Ephemeral Environments
I've been working on something for people who teach testing in public. I want to share this, as I think it's useful. Shortly, I'll clean it up to make it open-source, and I'll teach people how to use it and set it up.
In order to provide these environments, you'll need: A DigitalOcean account (for the server), a Cloudflare account (for DNS), Ansible on your local machine, a public/private key pair, a github repo or two, and a sense of what's possible.
It's important to me that people can work in a real development environment. That means, to me, that they should:
- Have a file system that they can use as they wish
- Have a command line with no restrictions to let them take action
- Have a file editor to let them make changes
- Have a web server to let them see output in a 'nice' way (especially coverage)
We can't expect people to use their own machines – their work machine is locked down, or they don't feel happy about installing novel tools. Or they've left it behind. Or it's a tablet.
We can't expect them to install a load of tools or to rely on temporary licenses.
We can't expect them to download loads of stuff over conference / hotel wifi – let alone install it in the first 30 minutes of a 45-minute talk.
We can't expect everyone to download and install the tools beforehand.
We can't do tech support, in the workshop, for all the kit in the room.

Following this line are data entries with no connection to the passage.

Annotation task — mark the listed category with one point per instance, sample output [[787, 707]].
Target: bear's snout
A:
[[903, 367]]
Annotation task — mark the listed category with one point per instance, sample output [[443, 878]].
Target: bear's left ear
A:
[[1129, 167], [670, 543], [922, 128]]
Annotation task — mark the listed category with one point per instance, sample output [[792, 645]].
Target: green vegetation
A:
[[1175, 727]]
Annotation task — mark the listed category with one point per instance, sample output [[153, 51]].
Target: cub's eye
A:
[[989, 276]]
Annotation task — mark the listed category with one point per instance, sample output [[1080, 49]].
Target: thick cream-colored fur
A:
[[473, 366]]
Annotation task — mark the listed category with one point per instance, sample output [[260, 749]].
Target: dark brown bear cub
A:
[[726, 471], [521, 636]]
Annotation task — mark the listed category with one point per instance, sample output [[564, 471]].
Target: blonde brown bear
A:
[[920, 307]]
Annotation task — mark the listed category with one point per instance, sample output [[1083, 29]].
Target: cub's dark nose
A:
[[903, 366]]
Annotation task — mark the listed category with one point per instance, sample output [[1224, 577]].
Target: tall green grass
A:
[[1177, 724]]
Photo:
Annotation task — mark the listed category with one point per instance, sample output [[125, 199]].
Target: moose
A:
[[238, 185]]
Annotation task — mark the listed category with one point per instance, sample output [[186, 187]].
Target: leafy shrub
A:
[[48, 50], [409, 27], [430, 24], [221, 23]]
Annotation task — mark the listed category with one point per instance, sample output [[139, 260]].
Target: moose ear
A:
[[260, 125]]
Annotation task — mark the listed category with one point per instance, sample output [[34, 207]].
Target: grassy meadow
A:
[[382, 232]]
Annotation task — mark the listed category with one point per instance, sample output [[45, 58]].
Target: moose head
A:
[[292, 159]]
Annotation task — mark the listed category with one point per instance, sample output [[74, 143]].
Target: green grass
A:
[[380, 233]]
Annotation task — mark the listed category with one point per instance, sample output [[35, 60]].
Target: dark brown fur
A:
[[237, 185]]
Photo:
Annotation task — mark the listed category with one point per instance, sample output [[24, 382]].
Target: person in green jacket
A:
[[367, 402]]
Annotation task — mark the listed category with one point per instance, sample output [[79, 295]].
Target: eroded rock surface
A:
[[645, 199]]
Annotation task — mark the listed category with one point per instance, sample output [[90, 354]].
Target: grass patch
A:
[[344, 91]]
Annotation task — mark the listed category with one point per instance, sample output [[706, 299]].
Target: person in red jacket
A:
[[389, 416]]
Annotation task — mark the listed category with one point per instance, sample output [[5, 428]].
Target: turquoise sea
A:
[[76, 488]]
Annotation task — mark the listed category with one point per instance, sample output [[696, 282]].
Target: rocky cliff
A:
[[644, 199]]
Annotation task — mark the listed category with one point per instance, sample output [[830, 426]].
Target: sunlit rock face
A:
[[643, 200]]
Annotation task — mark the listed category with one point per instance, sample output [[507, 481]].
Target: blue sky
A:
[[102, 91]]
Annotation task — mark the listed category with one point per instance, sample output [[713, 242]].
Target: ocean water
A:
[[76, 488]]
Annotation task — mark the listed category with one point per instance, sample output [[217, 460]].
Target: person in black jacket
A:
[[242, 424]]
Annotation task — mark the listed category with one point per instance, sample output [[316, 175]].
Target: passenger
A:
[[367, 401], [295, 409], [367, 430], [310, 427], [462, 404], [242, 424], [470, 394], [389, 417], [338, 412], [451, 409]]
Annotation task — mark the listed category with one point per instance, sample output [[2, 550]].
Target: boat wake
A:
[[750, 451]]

Clearly, this is idealistic – there is no solution.
Buut....
As a tester, I know something about orchestration. I can leverage that, and with the help of several LLMs and standing on the shoulders of vast and competent open-source projects, I have leveraged it into something I've used at conference scale. I'd like to share it with you.
- It runs in a browser, needs no downloads, is conference wifi-friendly, offers everyone their own VSCode in the browser.
- Through the relatively-familiar world of VSCode, it offers access to a user on a DigitalOcean server. That means that people get a browsable file system and a proper commandline.
- The scripts set up whatever is wanted on the server. Currently, I've got bits to set up the comandline tool
llm
with plugins and keys to access various models, Python dev env with Pytest tests (and coverage) serving human-readable stuff over Flask, a Javascript dev env with Jest tests (and coverage) serving stuff over Nginx. - To make the environments accessible, each server has useful URL working over https with a viable certificate, a cover web page linking to 10 user pages, and each user page links to the VSCode browser and to a few web-served endpoints.
- The scripts 1) set up a droplet image to be reused 2) make copies of that and configure them. Once you've got a droplet image from script (1), you can run (2) several times in parallel – they take 20-30 minutes to stand up an environment.